The number of individuals filing for first-time jobless benefits rose by 1,000 last week to 308,000 -- a slightly lower level than the 315,000 economists expected.
"This continued low level of initial claims reflecting a reduced pace of firing’s could also be evidence of a sort of freeze on corporate behavior with respect to the labor market," Peter Boockvar, chief market analyst at The Lindsey Group wrote to clients. "Employers aren’t looking to trim their work forces but at the same time are only incrementally looking to add."
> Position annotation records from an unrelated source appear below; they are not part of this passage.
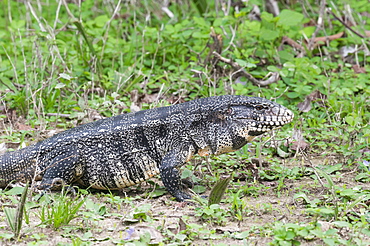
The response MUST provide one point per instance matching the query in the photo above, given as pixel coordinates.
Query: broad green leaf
(218, 191)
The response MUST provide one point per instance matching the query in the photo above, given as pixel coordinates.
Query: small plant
(15, 216)
(60, 209)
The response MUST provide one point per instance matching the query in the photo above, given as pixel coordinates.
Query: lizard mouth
(264, 123)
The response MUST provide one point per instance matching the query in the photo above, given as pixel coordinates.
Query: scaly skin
(128, 149)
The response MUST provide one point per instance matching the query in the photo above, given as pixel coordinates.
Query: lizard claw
(181, 196)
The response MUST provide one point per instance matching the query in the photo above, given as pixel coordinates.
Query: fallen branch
(240, 70)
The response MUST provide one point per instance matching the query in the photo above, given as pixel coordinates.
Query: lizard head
(239, 121)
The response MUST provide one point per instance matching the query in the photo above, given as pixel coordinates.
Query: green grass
(67, 64)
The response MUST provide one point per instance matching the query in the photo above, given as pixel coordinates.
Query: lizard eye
(259, 107)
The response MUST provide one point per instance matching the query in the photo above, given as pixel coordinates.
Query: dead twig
(240, 70)
(345, 24)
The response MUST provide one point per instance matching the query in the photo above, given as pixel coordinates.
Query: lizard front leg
(169, 173)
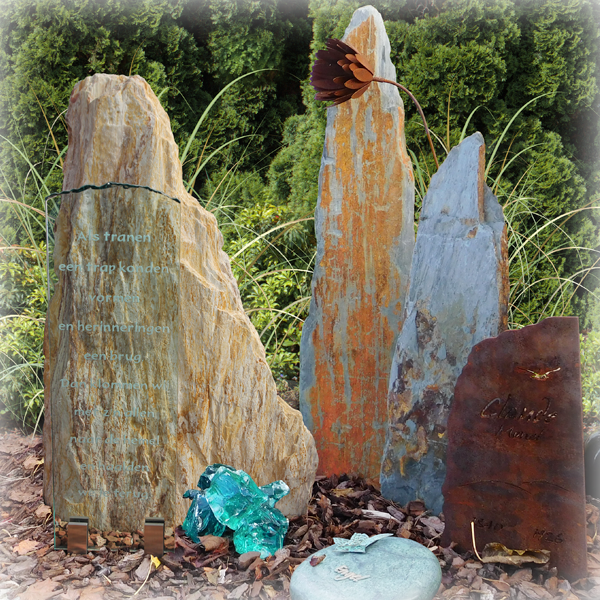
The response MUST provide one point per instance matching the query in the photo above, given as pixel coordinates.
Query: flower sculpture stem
(419, 109)
(342, 73)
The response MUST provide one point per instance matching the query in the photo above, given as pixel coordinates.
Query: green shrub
(590, 373)
(22, 316)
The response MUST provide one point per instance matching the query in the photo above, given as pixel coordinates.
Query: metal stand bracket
(154, 537)
(77, 535)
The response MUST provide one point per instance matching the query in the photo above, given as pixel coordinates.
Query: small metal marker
(77, 530)
(154, 537)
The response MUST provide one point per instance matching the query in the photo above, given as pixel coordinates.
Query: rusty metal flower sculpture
(342, 73)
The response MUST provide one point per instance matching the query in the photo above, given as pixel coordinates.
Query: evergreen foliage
(491, 57)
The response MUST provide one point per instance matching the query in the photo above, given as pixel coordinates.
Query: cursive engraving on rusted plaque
(515, 446)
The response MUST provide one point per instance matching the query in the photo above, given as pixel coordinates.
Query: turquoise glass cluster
(229, 498)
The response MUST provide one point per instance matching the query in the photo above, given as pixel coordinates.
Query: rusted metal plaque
(515, 446)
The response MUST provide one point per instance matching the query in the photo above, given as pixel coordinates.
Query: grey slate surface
(458, 296)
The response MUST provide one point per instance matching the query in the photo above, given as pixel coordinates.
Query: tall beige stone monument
(226, 408)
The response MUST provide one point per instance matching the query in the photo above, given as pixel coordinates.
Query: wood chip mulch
(30, 568)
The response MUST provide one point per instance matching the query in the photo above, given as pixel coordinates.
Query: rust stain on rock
(364, 224)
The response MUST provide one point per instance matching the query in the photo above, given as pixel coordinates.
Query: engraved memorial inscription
(515, 446)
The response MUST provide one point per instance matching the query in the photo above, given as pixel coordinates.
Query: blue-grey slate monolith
(458, 296)
(397, 569)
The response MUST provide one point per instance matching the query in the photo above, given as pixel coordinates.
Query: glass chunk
(263, 530)
(200, 519)
(229, 498)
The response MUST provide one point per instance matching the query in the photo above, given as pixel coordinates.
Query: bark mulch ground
(30, 568)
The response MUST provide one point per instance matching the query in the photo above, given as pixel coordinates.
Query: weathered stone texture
(365, 238)
(458, 296)
(515, 446)
(229, 411)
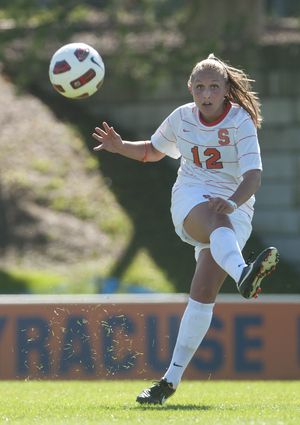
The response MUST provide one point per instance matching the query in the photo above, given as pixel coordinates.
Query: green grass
(209, 403)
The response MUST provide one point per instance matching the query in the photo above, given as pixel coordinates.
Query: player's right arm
(111, 141)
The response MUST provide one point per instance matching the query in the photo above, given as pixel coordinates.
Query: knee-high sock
(194, 324)
(226, 252)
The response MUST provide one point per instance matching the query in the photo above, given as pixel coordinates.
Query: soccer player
(212, 198)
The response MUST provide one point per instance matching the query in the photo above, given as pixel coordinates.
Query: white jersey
(215, 155)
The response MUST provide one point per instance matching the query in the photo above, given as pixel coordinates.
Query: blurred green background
(72, 221)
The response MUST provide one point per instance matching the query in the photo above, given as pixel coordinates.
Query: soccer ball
(76, 70)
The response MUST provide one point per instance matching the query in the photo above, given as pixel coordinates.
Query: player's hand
(220, 206)
(108, 138)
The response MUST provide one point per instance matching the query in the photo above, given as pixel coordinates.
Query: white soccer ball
(76, 70)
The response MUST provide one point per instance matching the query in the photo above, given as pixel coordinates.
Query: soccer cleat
(157, 394)
(253, 273)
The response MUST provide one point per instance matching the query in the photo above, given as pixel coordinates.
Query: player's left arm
(247, 188)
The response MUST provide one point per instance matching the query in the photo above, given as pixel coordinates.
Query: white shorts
(185, 198)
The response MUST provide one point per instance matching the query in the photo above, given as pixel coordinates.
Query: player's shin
(193, 327)
(226, 252)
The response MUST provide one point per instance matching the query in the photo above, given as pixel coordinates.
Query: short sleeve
(248, 148)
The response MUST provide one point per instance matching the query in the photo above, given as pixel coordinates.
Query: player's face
(209, 89)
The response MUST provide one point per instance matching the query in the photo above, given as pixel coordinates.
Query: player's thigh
(208, 278)
(201, 222)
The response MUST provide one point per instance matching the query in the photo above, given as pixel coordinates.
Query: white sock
(226, 252)
(193, 327)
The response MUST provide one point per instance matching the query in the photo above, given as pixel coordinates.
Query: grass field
(209, 403)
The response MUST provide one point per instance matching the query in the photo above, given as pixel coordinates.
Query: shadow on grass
(176, 407)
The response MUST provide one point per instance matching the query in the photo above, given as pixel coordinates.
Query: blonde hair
(240, 87)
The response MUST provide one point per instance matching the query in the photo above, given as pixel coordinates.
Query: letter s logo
(223, 137)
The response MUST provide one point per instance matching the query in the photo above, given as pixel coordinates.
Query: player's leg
(206, 283)
(227, 236)
(207, 226)
(194, 325)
Later, at 10:00 a.m. ET, the markets will get a reading on service-sector growth. The Institute for Supply Management's non-manufacturing gauge is forecast to have fallen to 57.4 in September from 58.6 the month prior. Readings above 50 point to expansion, while those below indicate contraction.
In commodities, U.S. crude oil futures fell 44 cents, or 0.42%, to $103.64 a barrel. Wholesale New York Harbor gasoline rose 0.7% to $2.647 a gallon. In metals, gold slid $17.70, or 1.4%, to $1,303 a troy ounce.
The Euro Stoxx 50 fell 0.2% to 2912, the English FTSE 100 rose 0.34% to 6459 and the German DAX was unchanged at 8629.
In Asia, the Japanese Nikkei 225 tilted lower by 0.09% to 14157 and the Chinese Hang Seng rallied 1% to 23214.